Ahhh...the wondrous new replacement for bread.

Now let’s talk sandwiches. Clearly one of the most perfect foods, the sandwich is both functional and filling. It’s both delicious and convenient. But let’s face it…besides the Monte Cristo (a regular hand and cheese that’s been deep fried) there haven’t been any real advancements in sandwich technology — particularly in the bread department. Sure, there are rolls and different types of breads, and KFC made a sandwich that has chicken breasts instead of bread, but we can do better.

Ladies and gentlemen, I give you the Poptartwich.

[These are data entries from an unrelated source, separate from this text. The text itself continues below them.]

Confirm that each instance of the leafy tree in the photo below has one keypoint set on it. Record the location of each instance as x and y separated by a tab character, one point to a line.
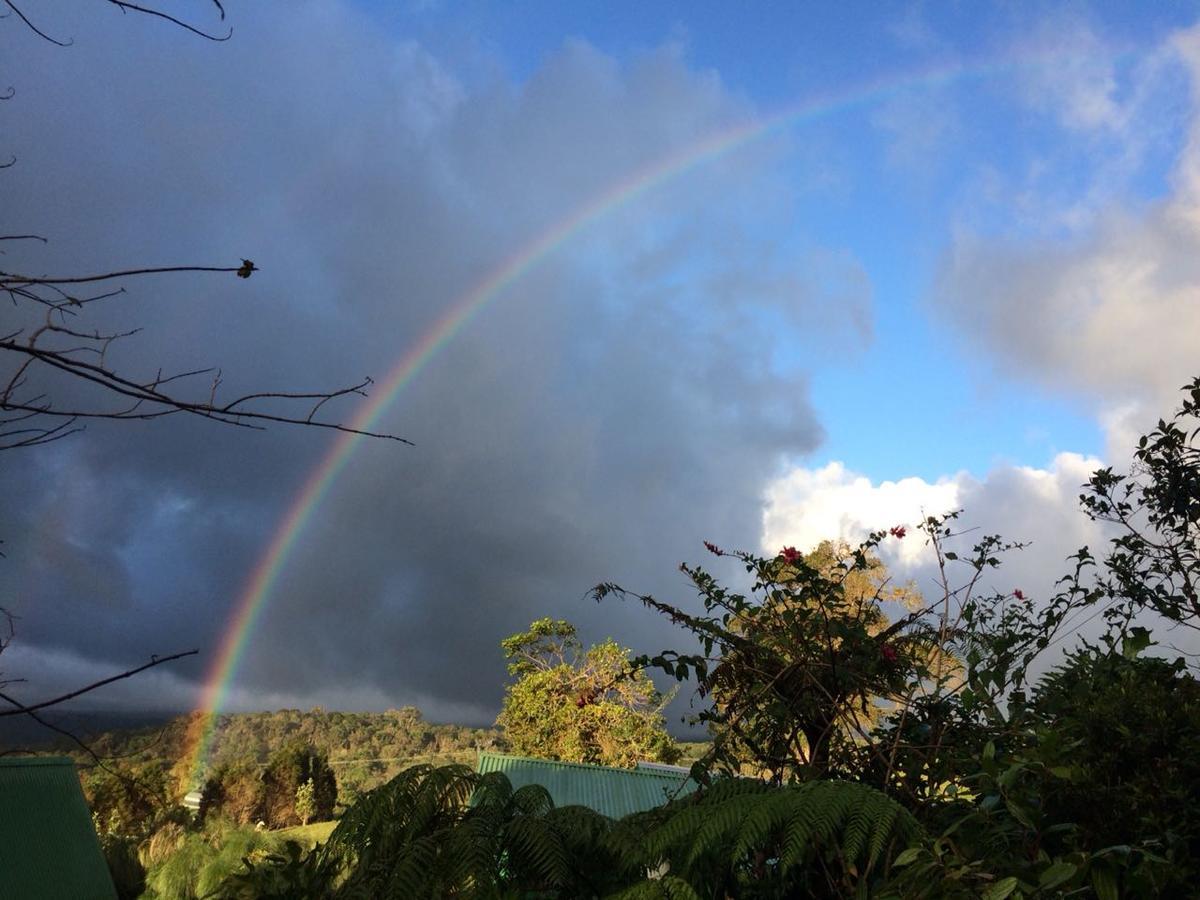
291	768
796	671
580	706
306	802
970	784
234	791
1153	562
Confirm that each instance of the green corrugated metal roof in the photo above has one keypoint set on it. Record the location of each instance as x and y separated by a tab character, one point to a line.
615	792
48	847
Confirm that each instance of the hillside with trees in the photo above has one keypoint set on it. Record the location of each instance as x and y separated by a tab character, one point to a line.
903	755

This simple bit of brilliance is exactly what it sounds like: A sandwich made with Pop Tarts instead of bread.

Simply take a Pop Tart (I suggest strawberry or blueberry) and slather peanut butter on the unfrosted side. Stick that to the other Pop Tart in the package. Enjoy.

Wanna really mix it up? Add a little marshmallow Fluff. In fact, Fluff is the perfect thing to place between some of the sweeter Pop Tart varieties — the chocolate ones, in particular.

Brilliant, right? Now you can enjoy BOTH Pop Tarts in the package, and fill your belly with a simply, delicious sandwich, all at once.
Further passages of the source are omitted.